While Ramos acknowledged that a high level of corruption and wasteful spending does exist in Puerto Rico, he criticized the calls from the hedge funds to shut down schools — more than 100 of which have already been closed — and slash the social safety net.
“It’s not a black and white debate — cuts or no cuts,” said Ramos, whose own retirement fund is on the chopping block, along with his 92-year-old mother’s Social Security. “We need to ask: what should we do before we cut? What is so valuable to society that it should not be touched?”
Yet others say there should be no cuts at all, at least for now. Instead, argues Martha Quiñones Dominguez, an economics professor at the University of Puerto Rico, the country should order an independent audit of the debt to see which creditors’ claims are valid and which are illegal. She also called on the government to raise taxes on the wealthy and corporations, put a moratorium on debt payments, and use the money instead for sustainable development that will help cut down on costly imports.
“The current model of catering to foreign business and capital is a model of dependency,” she told the workers’ meeting. “We have to invest in local businesses that are truly invested here and won’t pick up and leave when things get tough. Walmart will leave. Costco will leave. What will be left?”

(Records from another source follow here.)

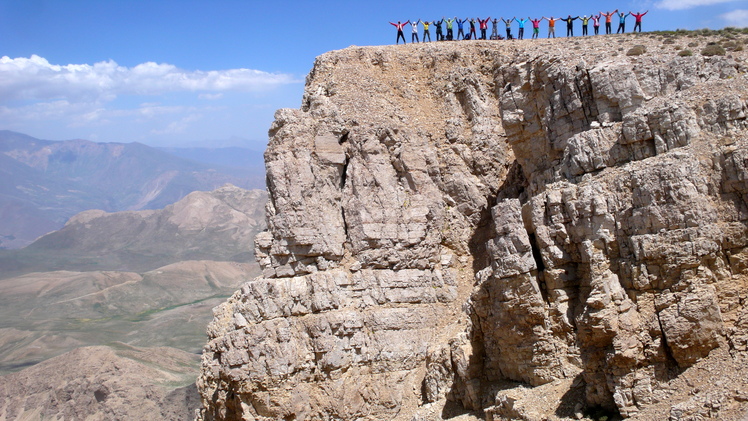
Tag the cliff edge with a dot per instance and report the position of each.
(526, 230)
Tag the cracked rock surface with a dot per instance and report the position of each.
(525, 230)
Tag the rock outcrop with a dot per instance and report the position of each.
(453, 224)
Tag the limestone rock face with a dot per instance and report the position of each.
(447, 221)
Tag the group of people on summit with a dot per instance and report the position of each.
(483, 25)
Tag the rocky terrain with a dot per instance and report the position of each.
(121, 341)
(527, 230)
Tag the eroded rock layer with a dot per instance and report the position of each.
(447, 218)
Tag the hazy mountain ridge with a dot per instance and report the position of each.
(71, 339)
(46, 182)
(218, 225)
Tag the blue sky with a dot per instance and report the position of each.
(188, 72)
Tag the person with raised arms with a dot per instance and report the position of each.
(426, 33)
(638, 17)
(536, 27)
(450, 32)
(460, 28)
(473, 34)
(570, 25)
(400, 27)
(521, 22)
(585, 20)
(622, 22)
(608, 17)
(596, 23)
(439, 33)
(551, 26)
(508, 26)
(483, 26)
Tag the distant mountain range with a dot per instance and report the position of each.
(43, 183)
(146, 278)
(218, 225)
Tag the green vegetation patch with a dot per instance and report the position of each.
(713, 49)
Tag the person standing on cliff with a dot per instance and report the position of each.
(570, 25)
(551, 26)
(450, 32)
(608, 17)
(439, 33)
(508, 27)
(536, 27)
(460, 28)
(426, 33)
(473, 34)
(495, 29)
(483, 26)
(622, 23)
(596, 23)
(638, 17)
(400, 27)
(521, 22)
(585, 20)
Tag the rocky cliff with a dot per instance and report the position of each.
(525, 230)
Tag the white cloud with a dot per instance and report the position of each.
(35, 78)
(737, 18)
(687, 4)
(210, 97)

Many of those present, including Dominguez, told ThinkProgress they identify as independentistas— those who want the commonwealth to break off from the U.S. and become its own sovereign nation. If this happened, they argued, the island could set its own wages and trade policies to boost development.

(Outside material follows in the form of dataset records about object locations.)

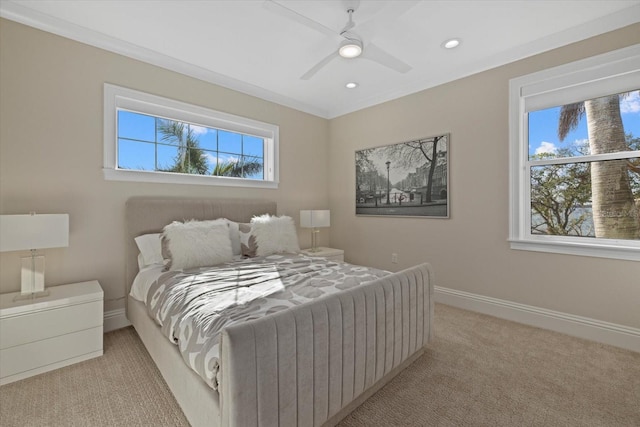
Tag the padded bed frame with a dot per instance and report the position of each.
(308, 366)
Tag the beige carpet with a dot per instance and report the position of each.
(479, 371)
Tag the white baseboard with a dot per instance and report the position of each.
(582, 327)
(115, 319)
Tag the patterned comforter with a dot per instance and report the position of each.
(193, 306)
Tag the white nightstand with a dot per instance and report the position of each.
(46, 333)
(329, 253)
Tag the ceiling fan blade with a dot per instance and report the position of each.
(318, 66)
(295, 16)
(379, 55)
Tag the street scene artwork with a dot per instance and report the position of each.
(406, 179)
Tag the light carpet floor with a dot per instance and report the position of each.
(478, 371)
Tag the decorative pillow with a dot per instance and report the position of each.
(234, 234)
(248, 246)
(274, 234)
(150, 248)
(196, 244)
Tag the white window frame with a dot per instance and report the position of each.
(116, 98)
(613, 72)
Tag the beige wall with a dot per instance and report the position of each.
(51, 146)
(51, 160)
(469, 251)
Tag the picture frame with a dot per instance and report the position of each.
(403, 179)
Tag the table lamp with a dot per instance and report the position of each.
(32, 232)
(314, 220)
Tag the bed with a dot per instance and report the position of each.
(309, 365)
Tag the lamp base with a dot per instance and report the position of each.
(23, 297)
(32, 274)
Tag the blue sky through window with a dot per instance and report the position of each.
(543, 126)
(141, 147)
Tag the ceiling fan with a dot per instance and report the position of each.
(352, 45)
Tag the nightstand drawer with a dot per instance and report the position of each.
(61, 351)
(35, 326)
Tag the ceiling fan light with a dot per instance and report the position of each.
(350, 48)
(451, 43)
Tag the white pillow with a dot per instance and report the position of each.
(234, 234)
(197, 243)
(274, 234)
(150, 248)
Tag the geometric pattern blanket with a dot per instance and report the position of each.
(193, 306)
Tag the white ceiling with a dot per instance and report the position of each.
(249, 47)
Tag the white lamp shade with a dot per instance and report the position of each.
(25, 232)
(315, 219)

As it is, many expressed frustration that the average Puerto Rican has no say either in the U.S. Congress that may decide its fate, or in the high level negotiations between the creditors and the government that are now taking place behind closed doors.
“They’re debating our future without consulting us,” said Dominguez. “If they claim the debt belongs to all of us, they need to talk to all of us. The people are the most important bond holder in Puerto Rico.”